Why do I need a Central Line or Port?
As your treatment continues, you will often need medications, blood products, and possibly nutrients given intravenously. You will also have endless blood tests. Having a central line eliminates the need for repeated needle sticks to start an IV line or draw blood. Even though surgery is required, it will be worth it.
How Do They Work?
All central lines work on the same general principle. A small tube or catheter is surgically implanted and then fed into the superior vena cava – a major vein in the right ventricle of your heart. Your medications and other supplements can be infused directly into your system. A central line not only avoids needle sticks, it also prevents possible tissue damage caused by leakage of corrosive chemotherapy drugs (it’s rare, but it can happen). Your central line can also be used to draw blood for testing, again eliminating the need for painful needle pokes.
What Are They Like?
There are two main types of central lines: external and subcutaneous (under the skin). You may have a PICC line inserted temporarily. You and your medical team will discuss which type is best for you.

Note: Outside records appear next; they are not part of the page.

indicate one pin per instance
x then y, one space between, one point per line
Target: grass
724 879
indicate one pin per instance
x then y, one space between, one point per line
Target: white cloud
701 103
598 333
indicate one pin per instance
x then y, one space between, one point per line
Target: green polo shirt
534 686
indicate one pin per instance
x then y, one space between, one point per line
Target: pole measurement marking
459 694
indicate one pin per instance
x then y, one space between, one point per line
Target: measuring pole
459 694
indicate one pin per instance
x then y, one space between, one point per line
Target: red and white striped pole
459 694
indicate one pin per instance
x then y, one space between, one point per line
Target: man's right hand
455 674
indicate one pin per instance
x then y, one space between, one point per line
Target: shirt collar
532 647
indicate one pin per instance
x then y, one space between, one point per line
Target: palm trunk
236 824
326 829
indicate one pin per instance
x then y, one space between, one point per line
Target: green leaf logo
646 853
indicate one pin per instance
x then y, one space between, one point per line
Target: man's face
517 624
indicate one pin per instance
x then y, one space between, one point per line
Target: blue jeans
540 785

The two most common types of external central lines are the Broviac and Hickman (refers to the company that makes them). Central lines are almost always surgically implanted while you are under general anesthesia. First, a small incision is made in the area under your collarbone. One end of the catheter is fed into a large vein (the superior vena cava) leading directly into your heart. The other end of the catheter is “tunneled” under your skin for a short distance, where it exits through another small incision at a spot near your breastbone. The catheter branches out into one or more smaller tubes called lumens that hang on the outside of your body. A sterile dressing covers the exit site at all times. All chemotherapy drugs, transfusions, and fluids are infused through these lumens or “ports”. Depending on your treatment plan, you may have several different types of fluids or meds being infused at the same time through different ports. Sometimes, if the drugs are compatible, you might have two different drugs going through the same lumen at the same time.

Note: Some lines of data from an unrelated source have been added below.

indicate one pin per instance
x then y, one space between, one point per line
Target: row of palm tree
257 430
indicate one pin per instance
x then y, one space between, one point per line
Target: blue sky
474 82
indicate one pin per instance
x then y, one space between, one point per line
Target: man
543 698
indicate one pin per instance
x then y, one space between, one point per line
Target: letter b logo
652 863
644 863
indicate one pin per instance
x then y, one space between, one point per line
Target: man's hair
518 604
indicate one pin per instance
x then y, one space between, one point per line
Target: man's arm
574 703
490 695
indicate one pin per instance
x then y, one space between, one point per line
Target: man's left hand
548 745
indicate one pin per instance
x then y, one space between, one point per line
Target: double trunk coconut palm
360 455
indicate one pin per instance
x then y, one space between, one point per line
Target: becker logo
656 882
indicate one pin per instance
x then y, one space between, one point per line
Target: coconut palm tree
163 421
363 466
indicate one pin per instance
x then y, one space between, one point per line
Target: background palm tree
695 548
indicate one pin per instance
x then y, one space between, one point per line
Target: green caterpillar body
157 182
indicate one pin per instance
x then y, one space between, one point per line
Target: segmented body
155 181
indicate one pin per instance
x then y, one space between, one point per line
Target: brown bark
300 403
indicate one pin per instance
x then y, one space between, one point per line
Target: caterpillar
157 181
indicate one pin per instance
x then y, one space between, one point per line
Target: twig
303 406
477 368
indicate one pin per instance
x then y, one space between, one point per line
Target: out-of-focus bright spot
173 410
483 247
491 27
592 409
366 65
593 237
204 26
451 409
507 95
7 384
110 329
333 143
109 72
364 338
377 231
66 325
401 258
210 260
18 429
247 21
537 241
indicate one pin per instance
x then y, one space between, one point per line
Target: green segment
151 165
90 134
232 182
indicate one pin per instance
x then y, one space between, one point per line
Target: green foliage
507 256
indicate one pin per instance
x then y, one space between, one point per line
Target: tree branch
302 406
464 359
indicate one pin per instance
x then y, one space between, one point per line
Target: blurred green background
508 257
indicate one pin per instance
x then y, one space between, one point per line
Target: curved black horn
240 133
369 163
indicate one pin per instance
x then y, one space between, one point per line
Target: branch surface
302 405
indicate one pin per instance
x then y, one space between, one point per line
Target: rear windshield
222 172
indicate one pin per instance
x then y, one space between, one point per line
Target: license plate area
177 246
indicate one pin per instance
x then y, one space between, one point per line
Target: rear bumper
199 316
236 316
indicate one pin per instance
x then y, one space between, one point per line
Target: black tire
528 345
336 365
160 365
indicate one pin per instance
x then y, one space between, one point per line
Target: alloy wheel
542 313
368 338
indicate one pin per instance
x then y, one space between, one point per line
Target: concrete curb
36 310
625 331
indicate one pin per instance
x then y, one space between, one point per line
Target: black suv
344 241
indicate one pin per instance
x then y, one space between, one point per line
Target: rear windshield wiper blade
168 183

Subcutaneous (under the skin) or Implantable Lines
This type of central line is usually referred to as a medi-port or port-a-cath. Unlike a Broviac or Hickman, an implantable port is completely under the skin. This type of catheter is surgically implanted, usually in your chest but some teens have them in their arms. Most teens have general anesthesia for this procedure. One end of the catheter is fed into a large vein leading directly into your heart. The other end is attached to a small chamber called a portal. The portal is made of either metal or plastic with a rubber top that seals it and is placed under your skin. You will feel a small bump under your skin where the portal has been placed. When you need to use your port, it is accessed with a special needle (a Huber needle) that has a tube attached to it, much like the lumen on a Broviac. Your meds or whatever will flow through the needle, into the catheter and then into your bloodstream. After a while, the skin over your port becomes very tough and insensitive. You can also use EMLA cream to numb the area.

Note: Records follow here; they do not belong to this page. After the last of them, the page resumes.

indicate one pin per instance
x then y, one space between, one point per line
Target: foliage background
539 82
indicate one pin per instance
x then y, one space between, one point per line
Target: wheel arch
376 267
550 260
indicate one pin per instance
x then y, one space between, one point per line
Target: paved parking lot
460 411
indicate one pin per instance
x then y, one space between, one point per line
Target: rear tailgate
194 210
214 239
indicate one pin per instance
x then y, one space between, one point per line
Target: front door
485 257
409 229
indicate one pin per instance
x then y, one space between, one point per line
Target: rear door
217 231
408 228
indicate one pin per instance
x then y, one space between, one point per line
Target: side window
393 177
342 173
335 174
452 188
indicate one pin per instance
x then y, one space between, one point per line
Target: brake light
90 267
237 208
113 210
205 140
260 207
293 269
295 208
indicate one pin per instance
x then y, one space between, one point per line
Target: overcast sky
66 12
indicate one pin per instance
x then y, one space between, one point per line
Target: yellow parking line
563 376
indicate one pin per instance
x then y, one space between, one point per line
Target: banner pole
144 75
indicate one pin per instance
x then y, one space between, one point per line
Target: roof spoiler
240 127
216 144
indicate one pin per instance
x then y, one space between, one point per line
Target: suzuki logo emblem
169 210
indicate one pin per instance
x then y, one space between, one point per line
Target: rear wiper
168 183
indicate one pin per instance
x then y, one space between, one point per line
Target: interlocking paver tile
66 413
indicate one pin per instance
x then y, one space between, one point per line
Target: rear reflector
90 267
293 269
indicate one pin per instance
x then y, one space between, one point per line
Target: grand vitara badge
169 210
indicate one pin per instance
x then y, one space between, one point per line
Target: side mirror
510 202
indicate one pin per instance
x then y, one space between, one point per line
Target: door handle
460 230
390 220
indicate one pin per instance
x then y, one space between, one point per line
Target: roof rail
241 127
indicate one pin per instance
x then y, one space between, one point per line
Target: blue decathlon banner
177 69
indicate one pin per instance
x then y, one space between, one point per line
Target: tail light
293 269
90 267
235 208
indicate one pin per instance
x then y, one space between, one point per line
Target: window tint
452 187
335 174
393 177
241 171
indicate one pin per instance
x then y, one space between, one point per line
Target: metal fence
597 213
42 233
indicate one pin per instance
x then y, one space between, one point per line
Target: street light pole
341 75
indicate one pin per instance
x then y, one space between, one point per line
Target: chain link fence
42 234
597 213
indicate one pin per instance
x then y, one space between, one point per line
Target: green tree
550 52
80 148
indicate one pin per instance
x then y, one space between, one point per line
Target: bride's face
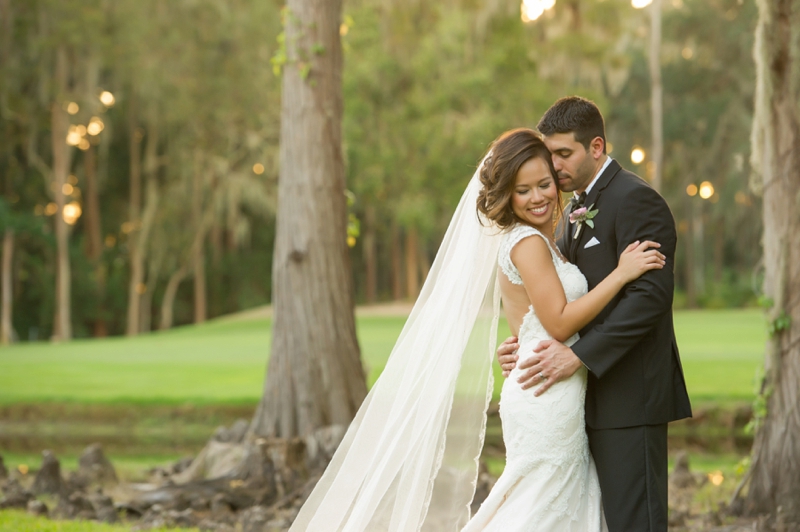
535 194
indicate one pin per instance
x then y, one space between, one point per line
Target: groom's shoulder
626 182
625 179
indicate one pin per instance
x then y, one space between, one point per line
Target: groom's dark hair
573 114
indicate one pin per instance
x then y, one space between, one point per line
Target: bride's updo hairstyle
498 174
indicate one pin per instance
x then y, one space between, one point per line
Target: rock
48 479
37 507
209 525
216 460
220 504
104 508
75 506
181 465
14 495
255 519
95 467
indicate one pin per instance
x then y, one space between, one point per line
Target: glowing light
74 136
706 190
530 10
107 99
95 126
741 198
72 211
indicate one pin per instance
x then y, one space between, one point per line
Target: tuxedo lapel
592 200
565 238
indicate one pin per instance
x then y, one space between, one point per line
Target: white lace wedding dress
549 483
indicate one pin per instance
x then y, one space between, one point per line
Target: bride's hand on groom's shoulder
551 363
507 355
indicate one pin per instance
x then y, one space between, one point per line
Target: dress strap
511 239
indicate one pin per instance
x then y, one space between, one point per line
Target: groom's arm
644 216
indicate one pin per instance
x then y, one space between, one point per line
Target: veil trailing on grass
409 460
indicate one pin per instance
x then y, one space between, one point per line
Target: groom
635 384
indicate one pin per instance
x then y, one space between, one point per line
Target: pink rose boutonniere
582 216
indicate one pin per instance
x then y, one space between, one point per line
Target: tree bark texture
94 240
61 162
198 250
774 486
314 375
6 327
168 302
134 218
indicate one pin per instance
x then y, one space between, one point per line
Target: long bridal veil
409 460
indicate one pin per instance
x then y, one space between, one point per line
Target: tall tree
61 164
774 486
314 376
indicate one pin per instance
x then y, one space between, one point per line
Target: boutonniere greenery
582 216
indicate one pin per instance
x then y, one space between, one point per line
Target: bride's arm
534 262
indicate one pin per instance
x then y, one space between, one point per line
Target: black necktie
577 202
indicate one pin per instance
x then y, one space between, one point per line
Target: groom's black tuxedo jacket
635 374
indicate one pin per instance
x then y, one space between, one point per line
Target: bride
409 459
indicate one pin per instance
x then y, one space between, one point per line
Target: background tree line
139 152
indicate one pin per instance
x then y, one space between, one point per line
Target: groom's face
573 163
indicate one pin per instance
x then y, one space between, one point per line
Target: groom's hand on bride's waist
507 355
551 363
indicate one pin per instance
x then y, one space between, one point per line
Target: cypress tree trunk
774 486
134 218
6 328
314 376
61 161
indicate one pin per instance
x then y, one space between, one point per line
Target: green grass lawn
225 361
19 521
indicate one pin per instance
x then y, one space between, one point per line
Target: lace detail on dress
511 239
549 482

How Do I Take Care of My Line?
External lines are more difficult to take care of than under-the-skin ports. Special care must be taken while bathing to avoid getting the exit site wet and it may be recommended that you don’t go swimming. A Broviac or Hickman must always have a sterile dressing covering it. Check with your medical team to learn their requirements about changing the dressing. Most hospitals will have a special teaching sheet to show you how to change your dressing. You can always have a nurse or your parent do it for you, but many teens prefer to do it themselves. It’s usually more convenient and much more private. FlushedYour lines need be flushed daily to prevent clotting and the caps on the ends of the line need to be changed regularly. Your individual situation will determine how often. Check with your medical team about how to specifically care for your central line. Subcutaneous catheters (or medi-ports, port-a-caths) are easier to maintain than external lines. They too need to be flushed with a heparin solution to prevent clotting but usually only once a month or after each use. There is no worry about swimming, bathing or showering with this system. Normal activities can be continued. You will more fully discuss how to care for your line with your medical team.
PICC Line (peripherally inserted central catheter)
You may have a PICC line – peripherally inserted central catheter – inserted for some of your treatment. Often a PICC line is used when treatment is short term or until a more durable central line can be surgically implanted. These are simpler and less invasive than other central catheters and can be inserted by a nurse. The PICC is a thin flexible catheter, about 60cm long, which is inserted in your upper arm. It then feeds into the superior vena cava – the big vein just above the heart. PICC lines are easier to maintain than some others. You medical team will give you specific instructions how to care for your PICC line.